Nadira mengembuskan napas panjang. Ia ingat betul perasaan kesepian itu. Akhirnya, mereka memutuskan berpisah karena jarak dan ambisi yang tidak sejalan. Bima pergi mengejar karier di luar negeri, meninggalkan dirinya dengan perasaan hampa.
Satu dekade telah berlalu sejak itu. Namun, melihat surat-surat ini membuat kenangan itu terasa seperti kemarin. Nadira merapikan surat-surat itu kembali ke dalam kotak, lalu menutupnya dengan pelan. Matanya menatap kosong ke jendela, di mana hujan masih terus turun.
“Mengapa aku masih menyimpan ini semua?” gumamnya pelan.
Ia tahu jawabannya. Sebagian dari dirinya masih ingin menggenggam masa lalu itu, meskipun ia tahu itu tidak sehat. Namun, ia tidak pernah benar-benar punya keberanian untuk melepaskan.
Ponselnya tiba-tiba bergetar di atas meja, membuat Nadira tersentak. Sebuah pesan muncul di layar:
“Nadira, reuni kampus minggu depan. Kau datang, kan? – Rani.”

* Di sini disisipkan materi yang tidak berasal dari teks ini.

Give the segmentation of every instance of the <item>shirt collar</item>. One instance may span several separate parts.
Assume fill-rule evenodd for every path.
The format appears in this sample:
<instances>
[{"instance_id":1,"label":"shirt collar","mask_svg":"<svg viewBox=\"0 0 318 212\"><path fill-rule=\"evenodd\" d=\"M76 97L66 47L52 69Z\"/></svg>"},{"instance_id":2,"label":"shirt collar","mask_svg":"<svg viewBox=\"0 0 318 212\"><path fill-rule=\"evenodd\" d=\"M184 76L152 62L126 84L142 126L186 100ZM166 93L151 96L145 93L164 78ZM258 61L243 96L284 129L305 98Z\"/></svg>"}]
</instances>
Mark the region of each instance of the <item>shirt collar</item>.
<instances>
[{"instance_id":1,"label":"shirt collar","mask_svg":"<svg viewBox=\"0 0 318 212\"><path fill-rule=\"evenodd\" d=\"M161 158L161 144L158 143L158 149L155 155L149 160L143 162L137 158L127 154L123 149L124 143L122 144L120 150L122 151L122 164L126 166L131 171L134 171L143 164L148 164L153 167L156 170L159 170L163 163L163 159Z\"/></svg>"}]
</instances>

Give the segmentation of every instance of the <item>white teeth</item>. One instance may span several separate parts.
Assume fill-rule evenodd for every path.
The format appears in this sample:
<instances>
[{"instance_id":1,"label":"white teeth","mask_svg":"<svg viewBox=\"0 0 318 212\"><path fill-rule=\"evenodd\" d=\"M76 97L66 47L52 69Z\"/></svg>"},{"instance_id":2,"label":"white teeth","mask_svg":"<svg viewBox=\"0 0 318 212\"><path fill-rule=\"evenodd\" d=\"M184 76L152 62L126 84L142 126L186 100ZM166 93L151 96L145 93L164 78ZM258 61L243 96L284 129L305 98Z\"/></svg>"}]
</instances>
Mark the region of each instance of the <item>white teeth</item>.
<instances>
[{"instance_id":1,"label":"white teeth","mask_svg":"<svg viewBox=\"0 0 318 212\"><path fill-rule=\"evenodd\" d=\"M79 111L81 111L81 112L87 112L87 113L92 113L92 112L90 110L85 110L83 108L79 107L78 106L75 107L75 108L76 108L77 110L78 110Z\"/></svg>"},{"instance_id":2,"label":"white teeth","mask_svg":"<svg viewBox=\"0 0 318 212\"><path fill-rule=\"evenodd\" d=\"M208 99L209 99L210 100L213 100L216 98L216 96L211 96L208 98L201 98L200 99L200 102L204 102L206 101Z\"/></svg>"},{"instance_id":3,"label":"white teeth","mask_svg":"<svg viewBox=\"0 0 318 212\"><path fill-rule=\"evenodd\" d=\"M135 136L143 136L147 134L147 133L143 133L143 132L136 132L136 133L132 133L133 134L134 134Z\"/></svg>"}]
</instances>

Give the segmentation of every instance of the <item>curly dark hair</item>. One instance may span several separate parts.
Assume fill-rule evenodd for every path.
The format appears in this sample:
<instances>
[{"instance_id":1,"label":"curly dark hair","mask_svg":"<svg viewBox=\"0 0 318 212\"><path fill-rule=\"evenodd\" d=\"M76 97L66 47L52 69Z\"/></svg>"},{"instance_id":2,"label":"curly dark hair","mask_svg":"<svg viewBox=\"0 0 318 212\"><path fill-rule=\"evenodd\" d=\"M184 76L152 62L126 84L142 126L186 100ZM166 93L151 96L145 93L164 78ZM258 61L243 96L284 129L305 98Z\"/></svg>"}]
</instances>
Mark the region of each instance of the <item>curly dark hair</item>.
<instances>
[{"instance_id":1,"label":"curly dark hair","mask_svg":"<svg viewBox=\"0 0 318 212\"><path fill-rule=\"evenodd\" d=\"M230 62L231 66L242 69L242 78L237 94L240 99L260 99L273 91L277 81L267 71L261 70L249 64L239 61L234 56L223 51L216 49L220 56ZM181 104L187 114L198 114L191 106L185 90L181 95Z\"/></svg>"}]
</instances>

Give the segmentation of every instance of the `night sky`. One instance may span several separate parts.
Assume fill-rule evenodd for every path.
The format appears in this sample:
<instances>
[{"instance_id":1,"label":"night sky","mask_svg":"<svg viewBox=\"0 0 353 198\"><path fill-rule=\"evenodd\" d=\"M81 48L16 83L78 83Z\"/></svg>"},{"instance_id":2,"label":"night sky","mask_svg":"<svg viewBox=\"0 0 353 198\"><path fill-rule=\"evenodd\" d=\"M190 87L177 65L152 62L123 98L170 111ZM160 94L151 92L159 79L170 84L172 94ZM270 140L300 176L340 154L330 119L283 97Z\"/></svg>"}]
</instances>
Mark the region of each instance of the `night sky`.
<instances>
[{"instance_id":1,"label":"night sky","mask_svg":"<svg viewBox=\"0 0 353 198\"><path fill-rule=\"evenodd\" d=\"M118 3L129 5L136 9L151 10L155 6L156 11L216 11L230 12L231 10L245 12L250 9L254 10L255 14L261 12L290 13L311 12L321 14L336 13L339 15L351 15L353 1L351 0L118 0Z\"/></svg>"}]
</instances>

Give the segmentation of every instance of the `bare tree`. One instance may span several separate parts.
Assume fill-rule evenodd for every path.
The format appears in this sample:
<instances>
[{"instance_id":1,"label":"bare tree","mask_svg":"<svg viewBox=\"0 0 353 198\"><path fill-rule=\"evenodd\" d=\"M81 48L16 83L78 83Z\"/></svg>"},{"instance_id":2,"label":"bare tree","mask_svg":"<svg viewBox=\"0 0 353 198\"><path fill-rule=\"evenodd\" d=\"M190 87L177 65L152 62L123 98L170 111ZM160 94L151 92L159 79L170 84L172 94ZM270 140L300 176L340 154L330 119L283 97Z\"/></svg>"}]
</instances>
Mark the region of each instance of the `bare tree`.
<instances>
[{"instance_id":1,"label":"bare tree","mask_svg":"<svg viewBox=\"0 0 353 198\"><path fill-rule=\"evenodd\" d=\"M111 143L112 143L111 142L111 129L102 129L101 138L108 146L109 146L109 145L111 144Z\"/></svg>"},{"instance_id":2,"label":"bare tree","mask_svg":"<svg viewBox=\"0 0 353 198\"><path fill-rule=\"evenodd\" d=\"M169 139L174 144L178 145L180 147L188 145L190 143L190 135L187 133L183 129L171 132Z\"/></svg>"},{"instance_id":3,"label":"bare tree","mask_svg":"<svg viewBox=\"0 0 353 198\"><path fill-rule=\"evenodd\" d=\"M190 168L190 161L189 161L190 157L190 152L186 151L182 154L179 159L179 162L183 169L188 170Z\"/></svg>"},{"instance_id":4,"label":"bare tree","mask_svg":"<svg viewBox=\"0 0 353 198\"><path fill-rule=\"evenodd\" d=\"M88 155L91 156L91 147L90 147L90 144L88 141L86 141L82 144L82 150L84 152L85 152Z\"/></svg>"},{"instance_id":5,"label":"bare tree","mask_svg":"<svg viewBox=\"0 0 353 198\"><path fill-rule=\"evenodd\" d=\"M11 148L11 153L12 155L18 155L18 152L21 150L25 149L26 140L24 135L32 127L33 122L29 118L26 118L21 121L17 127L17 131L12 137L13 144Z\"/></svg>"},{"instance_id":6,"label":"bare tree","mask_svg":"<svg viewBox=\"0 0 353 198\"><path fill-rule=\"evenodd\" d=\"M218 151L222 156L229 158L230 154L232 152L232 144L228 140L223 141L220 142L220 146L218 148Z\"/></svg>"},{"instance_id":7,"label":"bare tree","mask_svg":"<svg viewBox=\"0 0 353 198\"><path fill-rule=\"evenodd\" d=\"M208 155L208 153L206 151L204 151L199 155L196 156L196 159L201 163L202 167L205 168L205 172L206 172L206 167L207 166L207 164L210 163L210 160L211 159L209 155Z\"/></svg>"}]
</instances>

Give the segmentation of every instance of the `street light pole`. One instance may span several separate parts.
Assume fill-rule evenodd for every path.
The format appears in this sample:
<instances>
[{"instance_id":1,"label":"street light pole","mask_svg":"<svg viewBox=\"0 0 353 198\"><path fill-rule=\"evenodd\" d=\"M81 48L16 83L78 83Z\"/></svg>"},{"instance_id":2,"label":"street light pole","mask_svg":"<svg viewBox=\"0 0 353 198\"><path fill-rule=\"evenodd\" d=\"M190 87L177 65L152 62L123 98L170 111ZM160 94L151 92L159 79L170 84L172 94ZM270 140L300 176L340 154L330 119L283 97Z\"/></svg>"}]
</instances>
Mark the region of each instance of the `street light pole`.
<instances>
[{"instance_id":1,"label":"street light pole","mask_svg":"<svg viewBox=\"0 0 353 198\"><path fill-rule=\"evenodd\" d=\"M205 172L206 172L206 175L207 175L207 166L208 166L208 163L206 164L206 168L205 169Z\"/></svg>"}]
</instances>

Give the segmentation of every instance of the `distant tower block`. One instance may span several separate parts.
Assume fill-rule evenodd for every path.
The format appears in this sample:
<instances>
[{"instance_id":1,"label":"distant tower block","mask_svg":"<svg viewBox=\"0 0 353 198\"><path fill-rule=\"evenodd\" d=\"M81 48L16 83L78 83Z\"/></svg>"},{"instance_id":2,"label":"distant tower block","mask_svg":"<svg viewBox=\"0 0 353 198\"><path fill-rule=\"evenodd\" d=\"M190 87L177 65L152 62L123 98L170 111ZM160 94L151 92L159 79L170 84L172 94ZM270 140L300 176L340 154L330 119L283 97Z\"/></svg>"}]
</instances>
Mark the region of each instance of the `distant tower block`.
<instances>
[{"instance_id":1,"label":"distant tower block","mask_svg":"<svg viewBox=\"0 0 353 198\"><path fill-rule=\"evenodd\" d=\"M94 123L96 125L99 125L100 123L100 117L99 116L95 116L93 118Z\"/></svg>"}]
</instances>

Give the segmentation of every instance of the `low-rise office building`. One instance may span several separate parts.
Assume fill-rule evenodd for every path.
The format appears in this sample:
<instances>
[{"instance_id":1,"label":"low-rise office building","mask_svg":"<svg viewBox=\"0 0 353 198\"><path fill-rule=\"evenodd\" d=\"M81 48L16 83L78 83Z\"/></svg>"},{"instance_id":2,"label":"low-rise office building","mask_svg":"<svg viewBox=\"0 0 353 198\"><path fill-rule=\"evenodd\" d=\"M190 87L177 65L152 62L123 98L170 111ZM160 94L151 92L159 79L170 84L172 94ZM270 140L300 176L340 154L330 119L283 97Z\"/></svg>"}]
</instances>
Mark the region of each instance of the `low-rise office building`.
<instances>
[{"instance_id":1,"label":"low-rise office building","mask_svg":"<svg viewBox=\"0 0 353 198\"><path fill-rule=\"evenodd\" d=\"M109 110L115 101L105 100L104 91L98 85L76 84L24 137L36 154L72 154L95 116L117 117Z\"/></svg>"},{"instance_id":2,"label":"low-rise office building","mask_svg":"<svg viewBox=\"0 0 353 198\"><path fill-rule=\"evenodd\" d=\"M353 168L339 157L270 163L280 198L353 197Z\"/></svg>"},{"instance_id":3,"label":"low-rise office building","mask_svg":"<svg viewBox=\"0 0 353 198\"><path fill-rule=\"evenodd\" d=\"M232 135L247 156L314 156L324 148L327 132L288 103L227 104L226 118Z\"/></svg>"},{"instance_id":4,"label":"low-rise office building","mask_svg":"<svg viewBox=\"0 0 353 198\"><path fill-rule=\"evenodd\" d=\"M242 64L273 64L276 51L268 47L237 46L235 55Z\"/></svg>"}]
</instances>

Nadira menatap pesan itu dengan ragu. Ia tahu reuni ini kemungkinan besar akan mempertemukannya kembali dengan Bima. Tapi mungkin ini juga adalah kesempatan untuk akhirnya menghadapi masa lalu dan menemukan penutupan yang ia butuhkan.
Bab 2: Jejak Masa Lalu
Nadira menatap cermin di ruang tamunya. Gaun simpel berwarna biru pastel yang ia kenakan tampak serasi dengan kulitnya yang cerah, tetapi mata Nadira lebih fokus pada bayangan dirinya sendiri. Ada keraguan yang jelas di sana.
Reuni kampus. Sebuah acara yang sempat ia abaikan bertahun-tahun, dan kali ini, ia tidak tahu mengapa ia memutuskan untuk datang. Mungkin, tanpa sadar, ia memang ingin melihat Bima lagi—pria yang sudah menjadi bayang-bayang di pikirannya sejak ia menemukan kotak kenangan itu.
Dengan menarik napas panjang, Nadira mengambil tas tangannya dan melangkah keluar. Udara malam itu dingin, tetapi hati Nadira terasa lebih dingin. Ia mencoba mengalihkan pikirannya dengan memainkan playlist di mobil. Namun, lagu-lagu yang diputar justru semakin menggiringnya ke masa lalu.
Flashback:
Tujuh tahun lalu, di halaman kampus yang ramai, Nadira pertama kali bertemu dengan Bima. Ia adalah mahasiswa teknik yang punya reputasi sebagai pemimpin kelompok diskusi, sementara Nadira adalah mahasiswi pendidikan yang sering menghabiskan waktu di perpustakaan.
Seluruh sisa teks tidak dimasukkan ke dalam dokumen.